Don’t you know those days you want to eat something fancy that doesn’t take too much time to prepare? Stuffing red peppers is quick and delicious. It just needs its time to cook. The good thing is that it takes just long enough to read a nice book or do some housekeeping.
I don’t really have measurements for how much you need of what since red peppers aren’t always the same size. And if you have too much ground beef you can just make meatballs with the rest.
This is what you need:
- ground beef
- salt, pepper and paprika
- 1 egg
- some old bread (usually one big slice per 500 g ground beef)
- red peppers
- starch or flour
- sour cream
Start by soaking the bread in water.
Then mix all the spices, the onions, the garlic, the egg, the bread and the ground beef together as if you were making meatballs.
Cut off the top of the red peppers and fill them with the meat.
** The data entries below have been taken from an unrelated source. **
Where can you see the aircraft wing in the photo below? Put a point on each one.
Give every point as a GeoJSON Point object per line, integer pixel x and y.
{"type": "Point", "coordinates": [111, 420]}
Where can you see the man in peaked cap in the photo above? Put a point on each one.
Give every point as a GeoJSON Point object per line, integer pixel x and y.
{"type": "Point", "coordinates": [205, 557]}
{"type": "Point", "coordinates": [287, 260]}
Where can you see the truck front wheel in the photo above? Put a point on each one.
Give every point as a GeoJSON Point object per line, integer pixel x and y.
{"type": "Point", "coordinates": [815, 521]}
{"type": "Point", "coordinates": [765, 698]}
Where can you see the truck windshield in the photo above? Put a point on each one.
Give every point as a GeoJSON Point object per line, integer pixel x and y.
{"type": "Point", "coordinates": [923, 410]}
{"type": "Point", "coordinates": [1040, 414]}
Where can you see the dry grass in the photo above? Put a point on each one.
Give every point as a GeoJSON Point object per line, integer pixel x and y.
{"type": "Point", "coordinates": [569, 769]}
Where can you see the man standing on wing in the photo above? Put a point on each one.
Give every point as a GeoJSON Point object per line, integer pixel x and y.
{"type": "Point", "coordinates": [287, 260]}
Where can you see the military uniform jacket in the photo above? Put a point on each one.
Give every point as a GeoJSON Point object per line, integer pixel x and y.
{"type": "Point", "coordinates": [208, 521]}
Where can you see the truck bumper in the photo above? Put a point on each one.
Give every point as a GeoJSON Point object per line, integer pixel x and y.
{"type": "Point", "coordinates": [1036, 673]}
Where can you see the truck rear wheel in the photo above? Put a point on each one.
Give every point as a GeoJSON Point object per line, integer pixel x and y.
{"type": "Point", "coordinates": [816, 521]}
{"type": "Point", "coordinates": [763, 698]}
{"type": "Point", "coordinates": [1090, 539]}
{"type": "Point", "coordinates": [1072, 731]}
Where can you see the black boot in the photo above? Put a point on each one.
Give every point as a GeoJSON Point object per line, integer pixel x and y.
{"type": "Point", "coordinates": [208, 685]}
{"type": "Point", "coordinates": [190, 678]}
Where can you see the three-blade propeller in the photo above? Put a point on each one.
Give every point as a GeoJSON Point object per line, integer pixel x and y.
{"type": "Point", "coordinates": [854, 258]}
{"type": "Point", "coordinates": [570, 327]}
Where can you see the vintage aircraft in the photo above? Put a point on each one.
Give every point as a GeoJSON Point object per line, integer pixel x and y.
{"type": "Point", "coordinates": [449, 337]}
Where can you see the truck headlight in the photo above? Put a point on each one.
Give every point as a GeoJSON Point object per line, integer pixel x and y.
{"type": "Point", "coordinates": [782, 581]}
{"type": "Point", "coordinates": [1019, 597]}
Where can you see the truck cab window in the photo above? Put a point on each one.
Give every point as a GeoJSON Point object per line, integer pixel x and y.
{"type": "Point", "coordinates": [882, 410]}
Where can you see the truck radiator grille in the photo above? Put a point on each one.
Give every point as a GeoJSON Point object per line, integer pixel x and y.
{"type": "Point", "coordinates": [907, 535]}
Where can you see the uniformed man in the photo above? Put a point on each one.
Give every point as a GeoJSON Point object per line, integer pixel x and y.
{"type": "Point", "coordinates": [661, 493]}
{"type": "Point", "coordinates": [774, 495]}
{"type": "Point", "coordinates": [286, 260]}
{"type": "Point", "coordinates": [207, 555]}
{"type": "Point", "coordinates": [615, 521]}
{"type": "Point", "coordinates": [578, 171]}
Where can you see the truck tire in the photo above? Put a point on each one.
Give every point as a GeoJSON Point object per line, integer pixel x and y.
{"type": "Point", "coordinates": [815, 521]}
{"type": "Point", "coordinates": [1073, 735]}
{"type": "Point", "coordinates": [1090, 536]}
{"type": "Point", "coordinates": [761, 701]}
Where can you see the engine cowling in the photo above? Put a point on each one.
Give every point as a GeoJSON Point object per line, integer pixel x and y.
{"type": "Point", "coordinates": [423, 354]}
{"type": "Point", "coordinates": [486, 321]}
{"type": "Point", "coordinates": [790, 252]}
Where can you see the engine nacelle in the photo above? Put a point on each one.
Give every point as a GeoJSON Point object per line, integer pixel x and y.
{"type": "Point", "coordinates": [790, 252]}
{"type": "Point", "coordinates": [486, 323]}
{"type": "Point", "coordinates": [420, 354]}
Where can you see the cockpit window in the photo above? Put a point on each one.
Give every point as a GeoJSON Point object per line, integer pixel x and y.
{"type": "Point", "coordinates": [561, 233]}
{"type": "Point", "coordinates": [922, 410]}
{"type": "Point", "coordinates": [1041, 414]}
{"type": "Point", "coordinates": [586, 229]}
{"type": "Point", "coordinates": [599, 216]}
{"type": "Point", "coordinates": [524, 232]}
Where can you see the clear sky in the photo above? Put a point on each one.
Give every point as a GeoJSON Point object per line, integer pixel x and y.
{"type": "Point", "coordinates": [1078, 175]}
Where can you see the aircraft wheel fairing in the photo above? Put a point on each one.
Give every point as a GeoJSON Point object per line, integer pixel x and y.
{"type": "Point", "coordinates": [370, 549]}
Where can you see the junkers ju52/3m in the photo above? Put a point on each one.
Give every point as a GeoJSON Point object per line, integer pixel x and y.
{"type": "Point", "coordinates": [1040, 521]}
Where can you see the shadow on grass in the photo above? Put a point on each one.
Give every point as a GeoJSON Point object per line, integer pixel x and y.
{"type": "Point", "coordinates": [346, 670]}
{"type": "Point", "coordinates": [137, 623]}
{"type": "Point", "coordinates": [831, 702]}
Then brown them in a pan from all sides. When they are brown, add about 1 cup of water or more, depending on how big your pan is. It should be about 3 cm high.
Cover with a lid and let simmer for one hour. Make sure that there is always enough water, but when you don’t cook it too high you should be fine.
Now the ground beef should be all brown and you can take the red peppers out and keep them warm.
Blend the flour into the gravy and when it thickened you can add some sour cream (not too much though). Normally the gravy is spicy enough from the meat but you might have to add some pepper and salt and then it is ready to serve with potatoes.